LYNDHURST,Va. (WHSV) -- One local animal shelter battles over-crowding while another has empty cages.
It's a perpetual problem this year for the Shenandoah Valley Animal Services Center.
"We have to keep the animals moving out of our door, in order to continue to be able to take them in and keep our euthanasia numbers low," said Lauren Maddox, with the Shenandoah Valley Animal Services Center.
The center is open admissions which means it has to take any animal at any time for any reason, and it's full.
Meanwhile, the Augusta Regional SPCA has space.
Empty cages from when it operated as the area's open admissions pound.
The SPCA's director, Debbie Caywood, said they may have the space, but they don't have the budget to fill it.
"You can fill it up with dogs, but you've got to be able to have the money to pay staff to clean it, and you've got to work within a boundary.

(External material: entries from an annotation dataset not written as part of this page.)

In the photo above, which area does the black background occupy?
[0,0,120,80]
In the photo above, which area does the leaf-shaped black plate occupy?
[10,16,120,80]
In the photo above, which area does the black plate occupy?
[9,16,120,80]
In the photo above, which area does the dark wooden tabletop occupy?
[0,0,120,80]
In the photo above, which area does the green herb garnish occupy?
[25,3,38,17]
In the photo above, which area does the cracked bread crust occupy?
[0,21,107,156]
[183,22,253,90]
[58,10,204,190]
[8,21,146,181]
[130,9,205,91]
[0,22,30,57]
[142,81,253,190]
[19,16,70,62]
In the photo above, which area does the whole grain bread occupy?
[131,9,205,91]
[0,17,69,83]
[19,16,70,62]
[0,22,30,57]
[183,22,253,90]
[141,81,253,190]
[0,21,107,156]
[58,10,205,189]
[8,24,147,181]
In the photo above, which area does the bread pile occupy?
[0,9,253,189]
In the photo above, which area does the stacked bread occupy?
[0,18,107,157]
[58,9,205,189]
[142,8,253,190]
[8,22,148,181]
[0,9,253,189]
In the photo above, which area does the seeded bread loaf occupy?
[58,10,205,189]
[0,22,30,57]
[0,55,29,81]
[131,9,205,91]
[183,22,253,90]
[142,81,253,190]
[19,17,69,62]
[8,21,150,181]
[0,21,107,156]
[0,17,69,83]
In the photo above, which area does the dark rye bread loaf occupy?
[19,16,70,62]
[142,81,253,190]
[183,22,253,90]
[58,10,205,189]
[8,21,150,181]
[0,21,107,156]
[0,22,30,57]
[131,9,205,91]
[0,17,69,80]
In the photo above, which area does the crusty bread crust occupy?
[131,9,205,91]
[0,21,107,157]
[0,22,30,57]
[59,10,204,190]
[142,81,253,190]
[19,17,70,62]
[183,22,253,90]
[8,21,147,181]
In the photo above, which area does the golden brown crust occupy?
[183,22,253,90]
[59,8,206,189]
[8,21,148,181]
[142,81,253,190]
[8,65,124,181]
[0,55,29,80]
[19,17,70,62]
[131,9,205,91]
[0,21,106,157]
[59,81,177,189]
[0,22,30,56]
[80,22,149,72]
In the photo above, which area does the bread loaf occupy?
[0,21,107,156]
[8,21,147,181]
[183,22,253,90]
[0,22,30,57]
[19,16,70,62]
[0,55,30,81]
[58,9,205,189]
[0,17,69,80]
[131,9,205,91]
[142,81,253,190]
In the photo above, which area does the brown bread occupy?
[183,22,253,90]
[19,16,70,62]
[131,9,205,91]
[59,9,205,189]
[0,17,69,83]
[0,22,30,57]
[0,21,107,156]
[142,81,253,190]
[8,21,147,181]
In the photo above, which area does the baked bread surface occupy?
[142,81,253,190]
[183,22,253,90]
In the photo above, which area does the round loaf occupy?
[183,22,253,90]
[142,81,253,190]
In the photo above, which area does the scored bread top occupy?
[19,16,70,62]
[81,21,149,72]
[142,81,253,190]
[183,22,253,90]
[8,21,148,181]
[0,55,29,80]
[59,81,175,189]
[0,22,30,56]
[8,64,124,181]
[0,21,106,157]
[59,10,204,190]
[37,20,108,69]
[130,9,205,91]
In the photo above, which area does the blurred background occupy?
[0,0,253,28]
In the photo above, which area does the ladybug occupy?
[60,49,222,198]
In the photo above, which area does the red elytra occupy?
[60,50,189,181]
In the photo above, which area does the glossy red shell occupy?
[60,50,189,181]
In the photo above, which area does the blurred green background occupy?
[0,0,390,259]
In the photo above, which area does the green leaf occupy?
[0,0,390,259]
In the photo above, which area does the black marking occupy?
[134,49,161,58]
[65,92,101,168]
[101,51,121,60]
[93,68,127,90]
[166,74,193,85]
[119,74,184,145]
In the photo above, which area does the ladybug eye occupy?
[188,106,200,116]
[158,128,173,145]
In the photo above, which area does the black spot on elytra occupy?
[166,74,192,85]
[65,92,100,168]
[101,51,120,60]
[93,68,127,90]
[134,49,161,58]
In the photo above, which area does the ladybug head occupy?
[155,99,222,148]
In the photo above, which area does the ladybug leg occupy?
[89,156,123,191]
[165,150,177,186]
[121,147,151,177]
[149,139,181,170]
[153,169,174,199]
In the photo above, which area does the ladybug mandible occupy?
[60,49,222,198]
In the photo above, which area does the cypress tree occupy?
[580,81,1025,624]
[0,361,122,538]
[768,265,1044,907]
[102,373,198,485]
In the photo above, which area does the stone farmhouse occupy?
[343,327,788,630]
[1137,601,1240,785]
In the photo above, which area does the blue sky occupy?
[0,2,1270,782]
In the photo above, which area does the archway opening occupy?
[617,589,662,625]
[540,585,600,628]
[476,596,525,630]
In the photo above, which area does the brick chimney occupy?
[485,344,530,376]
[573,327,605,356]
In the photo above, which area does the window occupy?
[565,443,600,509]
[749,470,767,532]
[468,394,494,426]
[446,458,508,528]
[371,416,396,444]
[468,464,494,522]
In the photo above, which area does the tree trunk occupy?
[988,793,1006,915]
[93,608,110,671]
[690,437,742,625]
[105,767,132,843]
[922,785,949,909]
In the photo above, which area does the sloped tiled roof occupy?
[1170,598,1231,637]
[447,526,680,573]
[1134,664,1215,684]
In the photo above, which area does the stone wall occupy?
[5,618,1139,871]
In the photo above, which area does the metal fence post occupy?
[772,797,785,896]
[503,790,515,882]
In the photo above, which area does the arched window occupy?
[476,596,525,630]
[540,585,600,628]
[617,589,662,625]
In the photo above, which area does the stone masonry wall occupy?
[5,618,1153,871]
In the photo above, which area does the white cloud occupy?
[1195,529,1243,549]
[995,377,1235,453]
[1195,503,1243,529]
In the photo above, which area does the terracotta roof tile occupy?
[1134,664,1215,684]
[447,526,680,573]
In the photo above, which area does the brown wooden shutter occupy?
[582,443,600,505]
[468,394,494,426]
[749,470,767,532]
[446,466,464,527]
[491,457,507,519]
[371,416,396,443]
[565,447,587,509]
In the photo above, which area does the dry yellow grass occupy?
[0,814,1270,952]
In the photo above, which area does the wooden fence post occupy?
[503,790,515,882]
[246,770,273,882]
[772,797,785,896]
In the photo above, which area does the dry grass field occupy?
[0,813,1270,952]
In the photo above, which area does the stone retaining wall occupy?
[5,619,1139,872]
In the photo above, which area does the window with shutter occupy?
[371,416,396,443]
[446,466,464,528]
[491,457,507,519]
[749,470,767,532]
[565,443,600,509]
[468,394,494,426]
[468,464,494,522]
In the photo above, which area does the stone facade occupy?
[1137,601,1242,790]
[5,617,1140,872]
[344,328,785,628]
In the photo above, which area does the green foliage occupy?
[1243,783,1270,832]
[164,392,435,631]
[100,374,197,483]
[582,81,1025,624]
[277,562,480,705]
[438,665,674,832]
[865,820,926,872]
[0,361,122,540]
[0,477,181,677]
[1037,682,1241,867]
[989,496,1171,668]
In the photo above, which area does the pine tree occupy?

There's only so many adoptable homes in an area," said Caywood.
Records show in 2012, the SPCA pulled 83 dogs from the animal services center and so far this year, 29.
According to numbers supplied by Caywood about 15 percent of the SPCA's animals from other shelters last year came from the local pound in Lyndhurst.
"Even though we may not pull a lot of animals directly from the pound, we still service our community, and owner-release animals come here instead of going to the pound," said Caywood.
She said requirements from their "Rescue Waggin" program with PetSmart limits them as to what animals they can pull from the shelter bringing animals in and sending them out around the state and even North Carolina.
"If we want to adopt as many animals as we can, we have to look at what animals we can place outside the community, because the community can only absorb so many animals into their household, " said Caywood
One thing the shelter and the SPCA agree on, spaying and neutering your pets is the best way, they say, to control overpopulation and unwanted pets.